By Adrian Suljanovic
2 minute read

Australia's largest super fund has reported its first negative return since the GFC.

AustralianSuper’s Balanced option delivered an annual return of -2.73 per cent for the 2022 financial year, the first negative return since the global financial crisis.

Chief investment officer, Mark Delaney, has stressed that a long-term focus is crucial in maintaining members’ best interests.
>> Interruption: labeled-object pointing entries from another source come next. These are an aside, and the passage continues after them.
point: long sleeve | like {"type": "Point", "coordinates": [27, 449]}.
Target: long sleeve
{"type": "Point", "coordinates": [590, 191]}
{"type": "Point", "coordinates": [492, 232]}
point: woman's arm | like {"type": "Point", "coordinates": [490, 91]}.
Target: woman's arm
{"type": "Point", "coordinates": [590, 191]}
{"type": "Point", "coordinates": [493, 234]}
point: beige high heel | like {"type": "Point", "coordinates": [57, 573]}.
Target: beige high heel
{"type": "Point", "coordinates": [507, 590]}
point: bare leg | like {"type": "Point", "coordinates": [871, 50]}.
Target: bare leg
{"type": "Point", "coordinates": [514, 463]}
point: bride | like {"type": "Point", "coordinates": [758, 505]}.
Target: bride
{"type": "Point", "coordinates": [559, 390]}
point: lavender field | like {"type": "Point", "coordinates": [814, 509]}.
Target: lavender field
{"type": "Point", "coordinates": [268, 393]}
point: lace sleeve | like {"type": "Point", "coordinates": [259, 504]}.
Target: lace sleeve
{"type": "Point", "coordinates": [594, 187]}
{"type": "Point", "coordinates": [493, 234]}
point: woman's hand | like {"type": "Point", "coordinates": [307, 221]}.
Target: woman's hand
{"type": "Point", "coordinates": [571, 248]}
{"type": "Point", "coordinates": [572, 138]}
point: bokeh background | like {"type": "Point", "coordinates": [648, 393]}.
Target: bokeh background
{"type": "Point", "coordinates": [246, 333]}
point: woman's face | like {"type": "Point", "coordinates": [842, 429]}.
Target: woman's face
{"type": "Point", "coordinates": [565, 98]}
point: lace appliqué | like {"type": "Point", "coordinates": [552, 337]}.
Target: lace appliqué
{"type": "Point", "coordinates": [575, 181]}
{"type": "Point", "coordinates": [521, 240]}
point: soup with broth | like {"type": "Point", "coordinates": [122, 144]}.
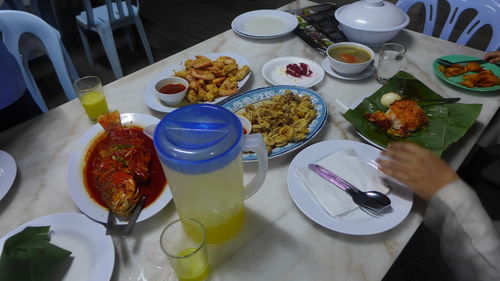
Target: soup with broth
{"type": "Point", "coordinates": [349, 54]}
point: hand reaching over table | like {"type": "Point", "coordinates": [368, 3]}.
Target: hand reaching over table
{"type": "Point", "coordinates": [418, 168]}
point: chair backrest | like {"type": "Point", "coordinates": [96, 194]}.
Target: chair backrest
{"type": "Point", "coordinates": [116, 12]}
{"type": "Point", "coordinates": [13, 24]}
{"type": "Point", "coordinates": [488, 13]}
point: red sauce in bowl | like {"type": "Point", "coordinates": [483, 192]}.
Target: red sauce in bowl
{"type": "Point", "coordinates": [172, 88]}
{"type": "Point", "coordinates": [298, 70]}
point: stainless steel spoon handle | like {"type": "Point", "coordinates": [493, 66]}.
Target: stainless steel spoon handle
{"type": "Point", "coordinates": [331, 177]}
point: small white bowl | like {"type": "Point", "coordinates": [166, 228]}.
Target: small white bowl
{"type": "Point", "coordinates": [246, 124]}
{"type": "Point", "coordinates": [349, 68]}
{"type": "Point", "coordinates": [171, 98]}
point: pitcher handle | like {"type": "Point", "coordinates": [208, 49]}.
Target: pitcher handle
{"type": "Point", "coordinates": [255, 142]}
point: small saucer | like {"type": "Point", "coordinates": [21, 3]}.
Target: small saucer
{"type": "Point", "coordinates": [8, 171]}
{"type": "Point", "coordinates": [363, 75]}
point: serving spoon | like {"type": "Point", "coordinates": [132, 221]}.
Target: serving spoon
{"type": "Point", "coordinates": [372, 200]}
Although the fund delivered a record-high return of 20.4 per cent in the 2021 financial year, the negative return reflected the challenging global investment conditions, heightened geopolitical tensions, rising inflationary pressures and interest rates over the last six months, according to Mr Delaney.

Mr Delaney expressed that “the focus for super members must be on the long term,” rather than pursuing a short-term focus, and actively investing in the best interests of members in order to ensure that members are in the best possible financial position when reaching retirement.

“As a long-term investor, we know from experience that while periods of market volatility can be unsettling, they also create new investment opportunities,” he said.

“AustralianSuper is actively looking for investment opportunities that have been mispriced by the market in the short term, while also making new investments where we see long-term value.”

Mr Delaney also claimed that if members had invested in the fund’s Balanced option for the past 20 years, their retirement savings would have quadrupled.

More than 90 per cent of AustralianSuper’s members have invested in the Balanced option, seeing returns of 5.59 per cent per annum over 3 years, 7.28 per cent over 5 years, 9.32 per cent over 10 and 6.13 per cent over 15 years.

Mr Delaney encouraged members to refrain from making decisions based on short-term market movements due to its volatility which “may see members worse off in the long run.”

Mr Delaney also said that the fund has started to “readjust to a more defensive strategy” as the economic cycle changes and as conditions become less supportive of growth asset classes such as shares.

“After more than 10 years of economic growth, our outlook suggests a possible shift from economic expansion to slowdown in the coming years,” he said.